Megakaryocytes, as precursors to blood platelets, have been proposed to exhibit certain functional parallels with muscle cells. Chemical and mechanical stimuli to platelets may release calcium within the platelet which in turn produces contraction of thrombosthenin and platelet aggregation (Miller, Sheridan & White, 1978). The H.A. responses in megakaryocytes may reflect such Ca2+ release within the megakaryocyte, but detailed study of this system has not been published.
In addition to the large increase in cytosol calcium concentration, a corresponding transient decrease in Ca2+ concentration within the ER would be expected if release of calcium from the ER is involved in the H.A. response. Since processing of some newly synthesized proteins occurs through the ER, it seems plausible that alteration in calcium concentrations, particularly during repetitive stimuli or prolonged oscillations in this structure, might have some regulatory effect on protein translocation into the ER and, hence, on synthesis and secretion.
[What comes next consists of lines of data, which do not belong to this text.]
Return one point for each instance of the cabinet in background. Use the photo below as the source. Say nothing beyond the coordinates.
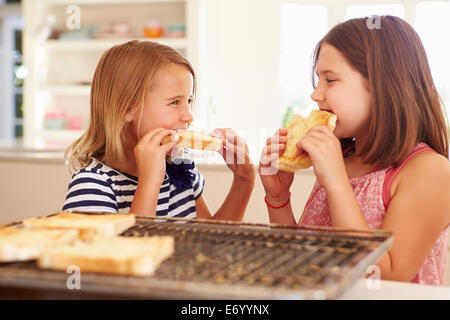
(63, 42)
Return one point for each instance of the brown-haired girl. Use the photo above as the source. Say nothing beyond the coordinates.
(386, 164)
(142, 92)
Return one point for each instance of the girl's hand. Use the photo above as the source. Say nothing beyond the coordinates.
(235, 154)
(324, 149)
(150, 155)
(276, 183)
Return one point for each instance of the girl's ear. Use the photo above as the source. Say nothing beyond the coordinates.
(129, 116)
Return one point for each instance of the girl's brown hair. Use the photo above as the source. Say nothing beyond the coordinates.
(119, 89)
(406, 106)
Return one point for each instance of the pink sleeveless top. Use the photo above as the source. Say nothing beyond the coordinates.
(372, 193)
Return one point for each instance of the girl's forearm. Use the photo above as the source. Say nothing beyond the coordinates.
(145, 199)
(233, 208)
(282, 215)
(346, 213)
(344, 208)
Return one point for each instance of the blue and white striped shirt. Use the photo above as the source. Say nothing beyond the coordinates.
(99, 188)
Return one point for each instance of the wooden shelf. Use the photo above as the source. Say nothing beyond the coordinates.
(107, 2)
(71, 90)
(63, 134)
(105, 44)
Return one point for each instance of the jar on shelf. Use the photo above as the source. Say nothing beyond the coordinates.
(153, 29)
(176, 31)
(55, 120)
(74, 123)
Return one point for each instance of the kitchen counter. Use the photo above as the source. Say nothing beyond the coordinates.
(392, 290)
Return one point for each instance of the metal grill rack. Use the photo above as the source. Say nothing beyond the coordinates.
(225, 260)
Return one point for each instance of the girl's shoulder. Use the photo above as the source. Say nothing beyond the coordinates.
(427, 168)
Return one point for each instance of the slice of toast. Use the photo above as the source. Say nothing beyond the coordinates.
(196, 140)
(138, 256)
(297, 129)
(89, 226)
(21, 244)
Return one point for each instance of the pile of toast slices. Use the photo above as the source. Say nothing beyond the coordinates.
(91, 242)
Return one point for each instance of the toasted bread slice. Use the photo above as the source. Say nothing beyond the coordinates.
(298, 128)
(89, 226)
(20, 244)
(138, 256)
(196, 140)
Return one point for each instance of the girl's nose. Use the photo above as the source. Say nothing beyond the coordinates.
(317, 94)
(187, 116)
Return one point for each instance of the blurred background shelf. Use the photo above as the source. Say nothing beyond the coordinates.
(61, 53)
(105, 44)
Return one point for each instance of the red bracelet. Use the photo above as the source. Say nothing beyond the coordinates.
(271, 206)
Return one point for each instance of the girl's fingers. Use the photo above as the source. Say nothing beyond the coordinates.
(158, 137)
(148, 136)
(267, 159)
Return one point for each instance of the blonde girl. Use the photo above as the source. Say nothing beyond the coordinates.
(142, 92)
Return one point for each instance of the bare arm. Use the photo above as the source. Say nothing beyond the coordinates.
(418, 212)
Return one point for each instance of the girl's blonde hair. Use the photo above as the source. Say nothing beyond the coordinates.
(121, 83)
(406, 106)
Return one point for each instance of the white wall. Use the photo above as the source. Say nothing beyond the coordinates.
(242, 68)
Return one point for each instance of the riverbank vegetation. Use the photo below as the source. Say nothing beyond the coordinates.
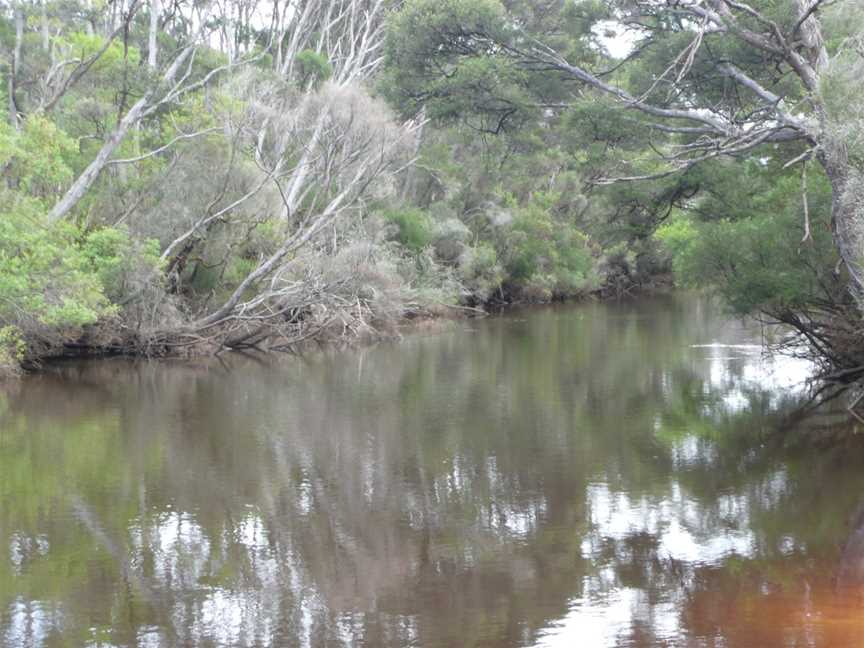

Finally, we would suggest that the cell biological processes revealed in the H.A. response in mesenchymal cells may have some counterpart in neurones. Increased potassium permeability is involved in a variety of post-activation hyperpolarizations and oscillatory or pacemaker potentials. Ca2+ ingress across the surface membrane is undoubtedly involved in many of these processes; subsurface cisterns are prominent in many neurones, however, and the ER has been shown to sequester Ca2+ in squid upon (Henkart et al. 1978) and in synaptic terminals (Blaustein et al. 1978; McGraw, Somlyo & Blaustein, 1978). The possibility that this intracellular Ca2+ sequestering system is a dynamic one in neurones and is accessible to surface stimuli should be entertained. Intracellular events clearly can contribute dramatically to the regulation of surface membrane behaviour.